While religious groups are complaining that he’s stifling their free speech (which is crazy, since they’re welcome to put pro-life bumper stickers on their cars or donate to the Christian groups directly), Chafee’s consistent on the matter — it’s not like there are pro-choice or non-Christian plates available for purchase.

As any government official who has seen religious free-for-alls during the December holidays can attest, it’s just easier to say no to all religious and non-religious groups than to open the floodgates for everyone.

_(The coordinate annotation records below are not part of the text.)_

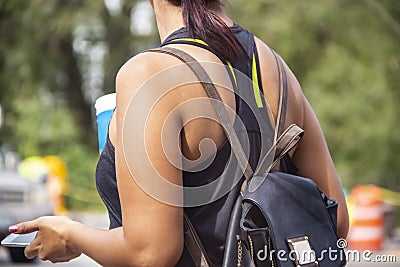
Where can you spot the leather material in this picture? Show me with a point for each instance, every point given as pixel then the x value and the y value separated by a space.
pixel 293 206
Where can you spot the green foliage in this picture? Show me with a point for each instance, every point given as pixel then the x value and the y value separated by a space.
pixel 346 55
pixel 47 86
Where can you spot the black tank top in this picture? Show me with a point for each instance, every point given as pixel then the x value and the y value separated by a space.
pixel 210 220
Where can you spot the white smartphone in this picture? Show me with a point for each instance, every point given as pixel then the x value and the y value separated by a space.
pixel 17 240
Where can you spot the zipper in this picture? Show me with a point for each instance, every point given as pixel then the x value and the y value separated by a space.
pixel 251 248
pixel 240 251
pixel 269 252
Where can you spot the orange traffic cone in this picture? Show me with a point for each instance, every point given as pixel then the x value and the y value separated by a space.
pixel 366 231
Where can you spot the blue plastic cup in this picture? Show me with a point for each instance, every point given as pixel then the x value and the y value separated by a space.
pixel 104 106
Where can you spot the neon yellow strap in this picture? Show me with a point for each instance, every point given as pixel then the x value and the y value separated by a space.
pixel 254 77
pixel 256 88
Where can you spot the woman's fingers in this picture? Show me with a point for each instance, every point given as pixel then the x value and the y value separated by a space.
pixel 25 227
pixel 33 249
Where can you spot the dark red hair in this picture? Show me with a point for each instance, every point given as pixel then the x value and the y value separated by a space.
pixel 204 24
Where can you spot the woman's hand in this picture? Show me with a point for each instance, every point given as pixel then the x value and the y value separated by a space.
pixel 52 240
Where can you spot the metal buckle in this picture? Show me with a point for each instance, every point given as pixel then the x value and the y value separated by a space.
pixel 302 252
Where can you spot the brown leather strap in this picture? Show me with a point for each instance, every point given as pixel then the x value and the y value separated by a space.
pixel 194 245
pixel 283 95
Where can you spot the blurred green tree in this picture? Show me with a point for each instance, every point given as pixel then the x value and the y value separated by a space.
pixel 56 58
pixel 346 55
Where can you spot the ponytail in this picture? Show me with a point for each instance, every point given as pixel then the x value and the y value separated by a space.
pixel 203 24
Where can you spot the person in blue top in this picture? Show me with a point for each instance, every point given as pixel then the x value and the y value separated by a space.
pixel 146 219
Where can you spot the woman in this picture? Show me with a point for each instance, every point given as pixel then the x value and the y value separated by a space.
pixel 152 231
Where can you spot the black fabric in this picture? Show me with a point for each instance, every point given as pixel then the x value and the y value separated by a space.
pixel 211 220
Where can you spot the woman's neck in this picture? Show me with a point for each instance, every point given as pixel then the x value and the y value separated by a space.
pixel 169 18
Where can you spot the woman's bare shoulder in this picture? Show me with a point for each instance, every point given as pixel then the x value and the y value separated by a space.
pixel 271 85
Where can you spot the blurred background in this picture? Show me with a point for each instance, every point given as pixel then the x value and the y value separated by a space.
pixel 57 57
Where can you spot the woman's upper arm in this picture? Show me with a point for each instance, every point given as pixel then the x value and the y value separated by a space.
pixel 312 156
pixel 141 163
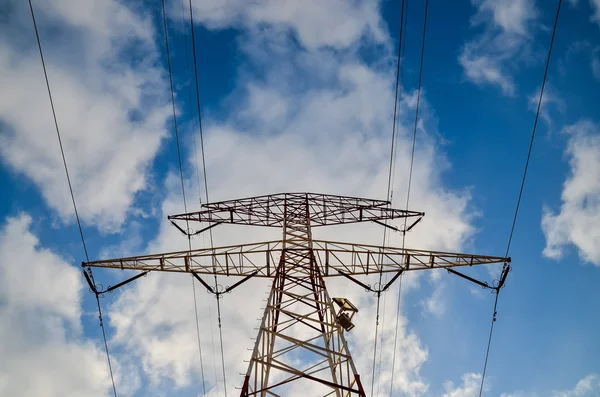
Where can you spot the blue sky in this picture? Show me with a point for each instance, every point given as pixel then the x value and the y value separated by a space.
pixel 299 97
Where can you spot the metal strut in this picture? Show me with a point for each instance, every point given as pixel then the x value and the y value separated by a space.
pixel 299 320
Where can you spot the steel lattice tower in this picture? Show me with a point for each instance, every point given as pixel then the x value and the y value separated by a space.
pixel 301 337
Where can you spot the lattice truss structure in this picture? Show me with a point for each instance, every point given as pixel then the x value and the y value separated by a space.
pixel 301 337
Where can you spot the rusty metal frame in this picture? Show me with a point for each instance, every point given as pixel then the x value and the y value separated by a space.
pixel 268 210
pixel 298 303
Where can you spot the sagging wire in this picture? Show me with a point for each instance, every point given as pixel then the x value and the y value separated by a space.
pixel 389 194
pixel 506 267
pixel 199 185
pixel 206 191
pixel 176 129
pixel 62 152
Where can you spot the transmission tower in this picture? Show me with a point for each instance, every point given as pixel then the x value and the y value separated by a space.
pixel 301 336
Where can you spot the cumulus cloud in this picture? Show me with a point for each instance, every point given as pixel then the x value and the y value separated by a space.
pixel 507 30
pixel 306 120
pixel 575 222
pixel 43 351
pixel 468 388
pixel 335 24
pixel 587 387
pixel 110 99
pixel 550 101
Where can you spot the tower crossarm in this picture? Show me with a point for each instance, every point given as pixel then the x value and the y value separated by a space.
pixel 269 210
pixel 333 258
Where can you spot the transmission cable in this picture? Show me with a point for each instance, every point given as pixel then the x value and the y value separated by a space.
pixel 506 267
pixel 199 185
pixel 62 152
pixel 206 192
pixel 412 158
pixel 182 184
pixel 389 195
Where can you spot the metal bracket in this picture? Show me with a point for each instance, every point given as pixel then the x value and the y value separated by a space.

Chafee may have served on the NARAL Pro-Choice America board of directors in the past, but this decision was the right one regardless of his personal politics.

About Hemant Mehta

Hemant Mehta is the chair of Foundation Beyond Belief and a high school math teacher in the suburbs of Chicago. He began writing the Friendly Atheist blog in 2006. His latest book is called The Young Atheist's Survival Guide.

  • C Peterson

    It seems to me there are plenty of “non-Christian” plates available. All of them. What there aren’t are anti-Christian plates.

    • katarn

      I think he meant non-christian religious plates.

      • C Peterson

        Ah. Perhaps.

  • Art_Vandelay

    If you think you might be pregnant and aren’t sure what to do, we are
    here for you. We can help you understand all your options and possible
    next steps. No pressure, no judgment, just the support of a professional
    staff of women who know what you are going through.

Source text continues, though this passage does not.